BMW of North America announced a recall on October 26 of more than 150,000 vehicles because of potential problems with their fuel pumps. The day before, Honda Motor Co. had announced that it was recalling two of its vehicle models, the Odyssey and Acura RL made from 2005 to 2007 because of brake problems.
Customers value quality when they purchase your products or services. Quality is one of the most important foundations on which to build a strong, trustworthy and long-lasting relationship with your consumers. It takes a lot of time, patience, endurance and energy to build such kind of relationships but only a negative headline story to destroy that. Quality control should constantly top the list of the managers’ agenda.
As a manager, it is important to identify and understand the cost of producing a quality product. This will also help you understand better where money is being spent. The costs could be internal failure costs, external failure costs, appraisal costs or prevention costs. It is better to spend more money on Research & Development of new products than on recalls, complaints, returns, and replacements.
As the reputation of the organisation is important for attainment of business strategic objectives, it is an intangible asset that needs to be taken good care of. Having built that stellar reputation over a long period of time, you wouldn’t want to lose that overnight. In the midst of a bad crisis, the key to ensuring long-term survival of the business is how the management team and other personnel respond.
An organization that is intent in surviving a product recall without causing much damage to its reputation needs to implement the following strategies:
1. Recognize the problem and avoid panicking: When the number of product complaints or product-replacement queries are on the rise, instead of announcing a nationwide or worldwide recall immediately, completely analyse the problem first. It is important that you identify the root-cause of the problem within the value chain. Have in hand all the facts and figures pertaining to the situation. This will help you answer any serious questions that will come forth in the future, in particular, questions from customers, regulators and other affected parties.
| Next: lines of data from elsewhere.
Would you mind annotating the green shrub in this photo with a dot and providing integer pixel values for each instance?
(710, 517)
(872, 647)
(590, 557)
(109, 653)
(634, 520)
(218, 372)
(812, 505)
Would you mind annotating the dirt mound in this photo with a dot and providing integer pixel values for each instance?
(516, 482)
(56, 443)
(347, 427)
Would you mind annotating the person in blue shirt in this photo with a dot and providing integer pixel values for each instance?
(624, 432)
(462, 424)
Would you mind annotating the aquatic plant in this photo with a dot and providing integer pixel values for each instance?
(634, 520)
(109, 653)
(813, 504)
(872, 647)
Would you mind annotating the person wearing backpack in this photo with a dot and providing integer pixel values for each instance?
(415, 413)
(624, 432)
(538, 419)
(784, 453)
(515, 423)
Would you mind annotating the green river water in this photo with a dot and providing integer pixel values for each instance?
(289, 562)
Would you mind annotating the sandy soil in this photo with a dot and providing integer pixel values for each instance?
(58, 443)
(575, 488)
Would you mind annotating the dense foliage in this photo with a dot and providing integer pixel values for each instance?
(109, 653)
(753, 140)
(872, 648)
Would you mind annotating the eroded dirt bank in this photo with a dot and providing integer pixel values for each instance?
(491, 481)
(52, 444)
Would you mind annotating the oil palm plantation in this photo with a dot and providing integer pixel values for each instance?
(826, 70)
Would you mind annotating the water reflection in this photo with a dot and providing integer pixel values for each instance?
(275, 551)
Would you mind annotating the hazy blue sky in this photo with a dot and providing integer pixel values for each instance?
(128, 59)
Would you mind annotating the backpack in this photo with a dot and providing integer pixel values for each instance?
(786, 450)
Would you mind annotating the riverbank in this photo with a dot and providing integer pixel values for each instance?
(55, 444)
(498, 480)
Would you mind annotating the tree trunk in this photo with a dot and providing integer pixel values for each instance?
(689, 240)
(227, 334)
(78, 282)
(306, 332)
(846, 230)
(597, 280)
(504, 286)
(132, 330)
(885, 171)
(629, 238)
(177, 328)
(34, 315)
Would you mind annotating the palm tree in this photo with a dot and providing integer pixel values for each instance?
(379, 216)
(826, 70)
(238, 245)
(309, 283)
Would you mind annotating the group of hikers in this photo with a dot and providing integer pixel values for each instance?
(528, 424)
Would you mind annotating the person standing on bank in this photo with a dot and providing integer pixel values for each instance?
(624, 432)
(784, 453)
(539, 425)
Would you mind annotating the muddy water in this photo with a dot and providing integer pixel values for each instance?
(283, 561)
Taking time to reflect on the situation will ensure that no decisions are made hastily that will later come back to haunt the business.
2. Continue communicating with customers: As the final consumer of the product, consumers will always appreciate being kept in the light of recent developments to the situation. Engage your customers, find out how they genuinely feel about the product recall, whether they are happy with the way the situation has been handled, if not, ask them what they would have preferred to be done differently. Apologize to them and if need be, offer them an alternative product.
3. Establish a Business Continuity Plan: The fact that you are dealing with a recall for a particular product does not entail that you down tools and development of other products. If possible, set up a team dedicated to dealing with the product recall and have their day-to-day responsibilities covered by other team colleagues. With the business continuity plan, always make sure that it is constantly checked and reviewed to avoid the plan losing touch with current the business environment developments. Also make sure that you understand the regulatory standards governing your product or industry as this might have a bearing on the amount of fines, penalties, compensation claims and other payments you are liable to pay.
4. Stop selling the affected product(s): Sometimes managers are caught in the midst of the events, having to deal with the media, angry customers, competitors and other issues that they forget to pull the product(s) off the shelf. The problem with failing to remove the product off the shelf is that, some customers may buy the product even after the recall announcement then later on claim liability on the grounds that they made the purchase before the announcement. This will increase your total liability bill which is an additional burden you are trying to avoid.
5. Check the insurance cover: The probability of facing legal claims after the recall is potentially high. Does your insurance provide cover for such claims?